State, transition, and processing order

ItemDefinition
StateSorted intervals, last_end, and the answer; coverage variants may instead track current_end and farthest.
TransitionAccept a compatible interval and update the boundary. On conflict, retain the alternative that constrains the future least, usually the earlier finish.
Frontier / orderThe endpoint order dictated by the proof: typically finish order for selection and start order for merge or coverage.

Python skeleton

def max_compatible(intervals):
    # Half-open intervals [start, end).
    ordered = sorted(intervals, key=lambda p: (p[1], p[0]))
    chosen = []
    last_end = float('-inf')
    for start, end in ordered:
        if start >= last_end:
            chosen.append((start, end))
            last_end = end
    return chosen

Correctness sketch

  1. Let g be the feasible interval with earliest finish and o the first interval of an optimum; end(g)<=end(o).
  2. Replacing o with g preserves every later feasible interval and the selected count.
  3. After removing the prefix covered by g, the remainder is the same problem; repeated exchanges produce the greedy optimum.

Complexity

TimeSpaceParameters
O(n log n), with an O(n) scanO(n) for copied order/output; potentially less in placen is interval count; endpoint closure changes compatibility.

Edge cases

Error patterns

PatternWhy it fails / fix
Guessing the sort keyCompatibility selection and merging need different orders; derive the key from the invariant.
Off-by-one endpoint logicHalf-open intervals allow >=; closed intervals may require >. State the model first.
Applying an unweighted proof to valuesThe exchange preserves cardinality, not unequal rewards.
Keeping the later finishThat consumes more future space and reverses the selection invariant.
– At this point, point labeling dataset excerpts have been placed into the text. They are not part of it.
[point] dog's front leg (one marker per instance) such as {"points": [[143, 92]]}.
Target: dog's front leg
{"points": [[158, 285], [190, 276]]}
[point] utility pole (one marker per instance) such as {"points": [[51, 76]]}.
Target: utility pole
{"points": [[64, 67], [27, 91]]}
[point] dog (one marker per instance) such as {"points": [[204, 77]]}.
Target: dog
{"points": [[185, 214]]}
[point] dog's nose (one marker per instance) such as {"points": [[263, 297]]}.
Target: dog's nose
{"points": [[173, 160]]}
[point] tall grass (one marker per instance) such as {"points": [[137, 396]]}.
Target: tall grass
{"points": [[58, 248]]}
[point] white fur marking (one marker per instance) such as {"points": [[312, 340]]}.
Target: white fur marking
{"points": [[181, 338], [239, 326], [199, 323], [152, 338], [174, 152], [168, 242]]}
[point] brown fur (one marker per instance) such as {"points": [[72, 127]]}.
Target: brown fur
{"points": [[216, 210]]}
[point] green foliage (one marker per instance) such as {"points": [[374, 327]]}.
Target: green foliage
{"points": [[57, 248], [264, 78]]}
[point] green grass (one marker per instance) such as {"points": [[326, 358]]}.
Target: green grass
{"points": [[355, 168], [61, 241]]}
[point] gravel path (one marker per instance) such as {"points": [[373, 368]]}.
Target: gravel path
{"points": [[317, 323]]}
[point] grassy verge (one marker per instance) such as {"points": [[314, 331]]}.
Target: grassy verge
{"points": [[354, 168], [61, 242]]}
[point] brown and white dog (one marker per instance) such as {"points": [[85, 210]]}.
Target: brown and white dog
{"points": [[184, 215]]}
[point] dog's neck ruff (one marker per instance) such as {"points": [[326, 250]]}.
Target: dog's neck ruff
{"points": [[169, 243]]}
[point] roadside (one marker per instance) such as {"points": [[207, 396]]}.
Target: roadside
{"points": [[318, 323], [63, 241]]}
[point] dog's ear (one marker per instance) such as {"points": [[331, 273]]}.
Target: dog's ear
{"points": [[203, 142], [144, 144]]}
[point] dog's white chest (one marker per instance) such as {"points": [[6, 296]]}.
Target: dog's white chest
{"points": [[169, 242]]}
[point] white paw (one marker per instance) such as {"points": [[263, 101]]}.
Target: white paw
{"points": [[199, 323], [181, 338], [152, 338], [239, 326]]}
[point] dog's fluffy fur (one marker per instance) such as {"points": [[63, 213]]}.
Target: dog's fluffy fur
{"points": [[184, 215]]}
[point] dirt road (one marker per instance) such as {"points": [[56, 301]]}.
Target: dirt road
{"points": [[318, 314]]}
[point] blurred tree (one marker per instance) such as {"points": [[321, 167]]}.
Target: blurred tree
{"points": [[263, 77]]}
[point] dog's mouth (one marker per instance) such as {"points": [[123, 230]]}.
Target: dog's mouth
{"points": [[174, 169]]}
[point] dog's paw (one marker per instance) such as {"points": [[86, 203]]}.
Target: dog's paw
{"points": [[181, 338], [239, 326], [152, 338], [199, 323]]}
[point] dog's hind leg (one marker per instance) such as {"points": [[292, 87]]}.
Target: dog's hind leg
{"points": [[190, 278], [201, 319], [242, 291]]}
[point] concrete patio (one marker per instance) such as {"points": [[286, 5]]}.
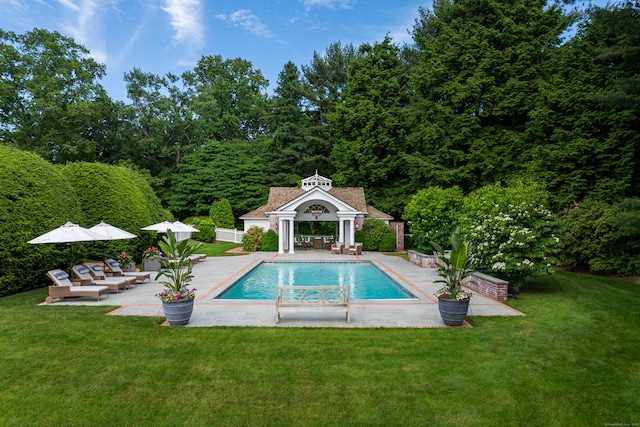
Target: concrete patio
{"points": [[215, 274]]}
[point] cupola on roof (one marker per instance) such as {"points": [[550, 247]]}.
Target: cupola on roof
{"points": [[316, 181]]}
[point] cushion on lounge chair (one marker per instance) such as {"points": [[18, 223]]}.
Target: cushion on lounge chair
{"points": [[82, 269], [60, 275], [113, 262]]}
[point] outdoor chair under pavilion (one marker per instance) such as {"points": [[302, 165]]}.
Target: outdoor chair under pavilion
{"points": [[63, 287], [84, 274], [113, 267], [355, 249]]}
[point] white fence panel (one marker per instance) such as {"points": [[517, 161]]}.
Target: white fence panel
{"points": [[228, 235]]}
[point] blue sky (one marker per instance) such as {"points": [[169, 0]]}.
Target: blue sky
{"points": [[161, 36]]}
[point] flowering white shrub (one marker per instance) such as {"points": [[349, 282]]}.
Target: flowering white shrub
{"points": [[513, 241]]}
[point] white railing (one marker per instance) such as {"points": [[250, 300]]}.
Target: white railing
{"points": [[228, 235]]}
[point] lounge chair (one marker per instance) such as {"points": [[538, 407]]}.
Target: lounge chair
{"points": [[355, 249], [336, 248], [84, 274], [112, 266], [63, 287]]}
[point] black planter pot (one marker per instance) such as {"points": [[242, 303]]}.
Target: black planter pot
{"points": [[453, 312], [178, 312]]}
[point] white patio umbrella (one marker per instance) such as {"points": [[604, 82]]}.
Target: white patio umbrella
{"points": [[67, 233], [186, 227], [111, 232], [163, 227], [182, 231]]}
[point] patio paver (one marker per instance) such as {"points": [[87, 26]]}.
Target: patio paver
{"points": [[216, 273]]}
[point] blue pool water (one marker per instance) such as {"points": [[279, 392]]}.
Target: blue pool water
{"points": [[367, 282]]}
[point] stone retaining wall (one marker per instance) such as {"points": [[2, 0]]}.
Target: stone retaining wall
{"points": [[492, 287]]}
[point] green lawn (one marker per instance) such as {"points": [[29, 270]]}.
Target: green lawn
{"points": [[573, 360]]}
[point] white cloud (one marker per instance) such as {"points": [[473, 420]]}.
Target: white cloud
{"points": [[246, 19], [84, 26], [186, 20], [330, 4]]}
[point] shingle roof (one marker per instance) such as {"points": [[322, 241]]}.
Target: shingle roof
{"points": [[279, 196]]}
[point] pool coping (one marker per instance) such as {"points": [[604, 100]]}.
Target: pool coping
{"points": [[216, 273]]}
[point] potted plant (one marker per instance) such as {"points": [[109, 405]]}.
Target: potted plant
{"points": [[126, 262], [177, 298], [453, 301], [150, 259]]}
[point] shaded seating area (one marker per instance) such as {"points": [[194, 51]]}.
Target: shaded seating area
{"points": [[355, 249], [63, 287], [92, 273], [336, 248], [113, 267]]}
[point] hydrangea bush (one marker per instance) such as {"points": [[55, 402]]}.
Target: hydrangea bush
{"points": [[432, 214], [514, 235]]}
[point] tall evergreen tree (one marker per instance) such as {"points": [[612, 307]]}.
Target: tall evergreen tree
{"points": [[323, 83], [232, 170], [288, 157], [482, 63], [50, 100], [586, 133]]}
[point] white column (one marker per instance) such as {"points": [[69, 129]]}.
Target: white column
{"points": [[291, 230], [352, 232], [280, 236]]}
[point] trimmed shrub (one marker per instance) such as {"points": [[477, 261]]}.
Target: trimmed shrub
{"points": [[432, 214], [221, 214], [207, 229], [388, 243], [251, 239], [34, 198], [601, 237], [374, 229], [119, 196], [269, 241]]}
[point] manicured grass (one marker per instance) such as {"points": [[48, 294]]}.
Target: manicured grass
{"points": [[573, 360]]}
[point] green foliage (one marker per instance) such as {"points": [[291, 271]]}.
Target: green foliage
{"points": [[176, 265], [372, 126], [585, 135], [480, 69], [388, 243], [269, 241], [221, 214], [290, 153], [374, 230], [219, 170], [251, 238], [454, 267], [51, 101], [207, 229], [34, 198], [601, 237], [432, 215], [514, 234], [119, 196]]}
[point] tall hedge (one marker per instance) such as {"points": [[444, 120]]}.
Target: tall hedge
{"points": [[34, 199], [121, 197]]}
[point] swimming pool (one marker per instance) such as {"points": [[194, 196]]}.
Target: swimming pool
{"points": [[367, 281]]}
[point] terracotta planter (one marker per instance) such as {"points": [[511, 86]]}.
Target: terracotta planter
{"points": [[178, 312]]}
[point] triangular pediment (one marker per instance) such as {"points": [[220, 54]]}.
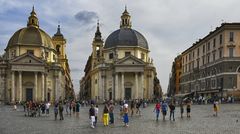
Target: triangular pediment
{"points": [[130, 60], [27, 59]]}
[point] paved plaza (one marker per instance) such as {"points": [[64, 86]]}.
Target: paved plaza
{"points": [[201, 122]]}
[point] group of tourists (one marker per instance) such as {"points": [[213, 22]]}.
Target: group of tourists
{"points": [[34, 109], [164, 106]]}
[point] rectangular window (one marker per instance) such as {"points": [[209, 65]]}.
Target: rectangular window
{"points": [[214, 56], [220, 39], [127, 54], [198, 52], [220, 53], [142, 56], [203, 60], [231, 38], [231, 52], [30, 52], [208, 58], [111, 56], [214, 42]]}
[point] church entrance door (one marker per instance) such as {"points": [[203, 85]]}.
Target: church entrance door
{"points": [[29, 94], [128, 93]]}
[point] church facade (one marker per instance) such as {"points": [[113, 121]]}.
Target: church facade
{"points": [[35, 66], [121, 68]]}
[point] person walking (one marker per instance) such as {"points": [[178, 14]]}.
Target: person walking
{"points": [[125, 116], [132, 107], [77, 109], [105, 116], [215, 108], [172, 109], [61, 111], [188, 109], [96, 115], [56, 111], [164, 109], [47, 105], [181, 109], [111, 115], [92, 116], [157, 110]]}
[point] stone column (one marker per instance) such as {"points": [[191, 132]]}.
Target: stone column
{"points": [[13, 87], [122, 85], [20, 85], [43, 87], [136, 86], [35, 86], [142, 85], [116, 87]]}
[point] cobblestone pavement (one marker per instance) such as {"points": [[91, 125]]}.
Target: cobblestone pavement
{"points": [[201, 122]]}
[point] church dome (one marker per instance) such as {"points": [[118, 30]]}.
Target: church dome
{"points": [[31, 35], [126, 37]]}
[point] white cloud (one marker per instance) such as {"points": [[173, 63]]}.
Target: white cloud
{"points": [[170, 26]]}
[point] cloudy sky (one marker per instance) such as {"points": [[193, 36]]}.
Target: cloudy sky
{"points": [[170, 26]]}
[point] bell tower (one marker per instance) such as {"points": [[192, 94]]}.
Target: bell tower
{"points": [[32, 19], [125, 19], [97, 47], [60, 45]]}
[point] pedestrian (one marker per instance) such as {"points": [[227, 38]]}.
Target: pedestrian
{"points": [[172, 109], [181, 109], [164, 109], [215, 108], [67, 106], [105, 116], [56, 111], [61, 111], [47, 105], [125, 116], [92, 116], [138, 105], [157, 110], [132, 107], [188, 109], [77, 109], [96, 115], [111, 115]]}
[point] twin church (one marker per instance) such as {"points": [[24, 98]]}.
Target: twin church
{"points": [[35, 66], [120, 68]]}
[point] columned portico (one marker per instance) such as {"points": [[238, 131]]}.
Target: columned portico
{"points": [[43, 87], [36, 85], [13, 87], [136, 85], [122, 86], [20, 85], [116, 86]]}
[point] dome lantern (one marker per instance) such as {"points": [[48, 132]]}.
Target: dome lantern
{"points": [[32, 19], [125, 19]]}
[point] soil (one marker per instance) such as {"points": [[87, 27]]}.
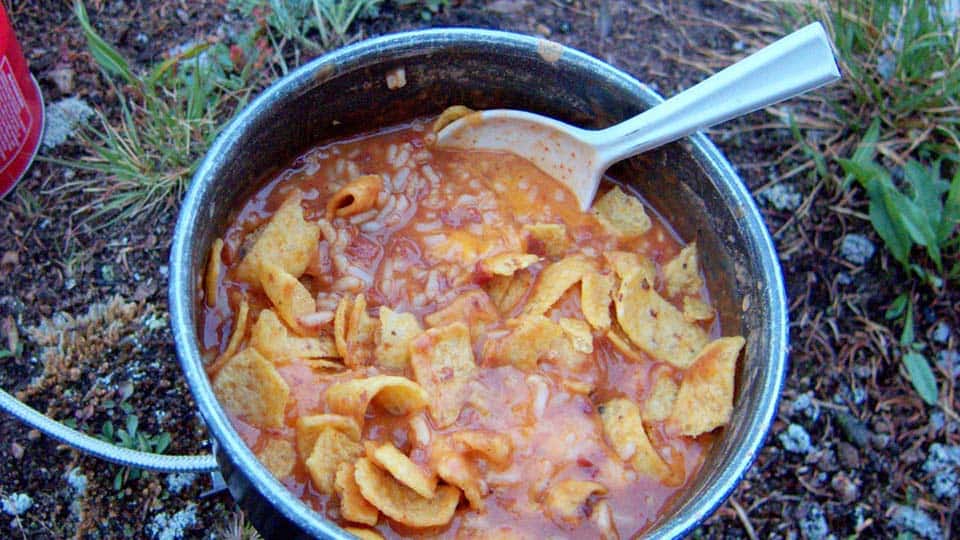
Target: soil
{"points": [[86, 310]]}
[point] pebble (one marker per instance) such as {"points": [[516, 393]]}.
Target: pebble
{"points": [[812, 522], [941, 332], [854, 430], [915, 520], [849, 455], [796, 440], [943, 466], [845, 487], [949, 361], [856, 248], [804, 405], [783, 197], [164, 527], [177, 481], [63, 119], [16, 504]]}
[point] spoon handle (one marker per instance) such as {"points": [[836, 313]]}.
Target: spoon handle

Selection and exclusion rules

RelationTemplateBoundary
instanceExchange-argument greedy orderingThe earliest-finish rule is proved by replacing an optimum's first interval.
alternative-viewSweep line with sorted eventsMeasuring concurrency, overlap depth, or an active set.

Original micro-example

PartDetail
ResultTwo slots survive, and [1,2) leaves more future room than [0,3).
SetupAvailable slots are [0,3), [1,2), [2,5), and [4,6).
TraceFinish order selects [1,2), then [2,5); the other intervals conflict with the current boundary.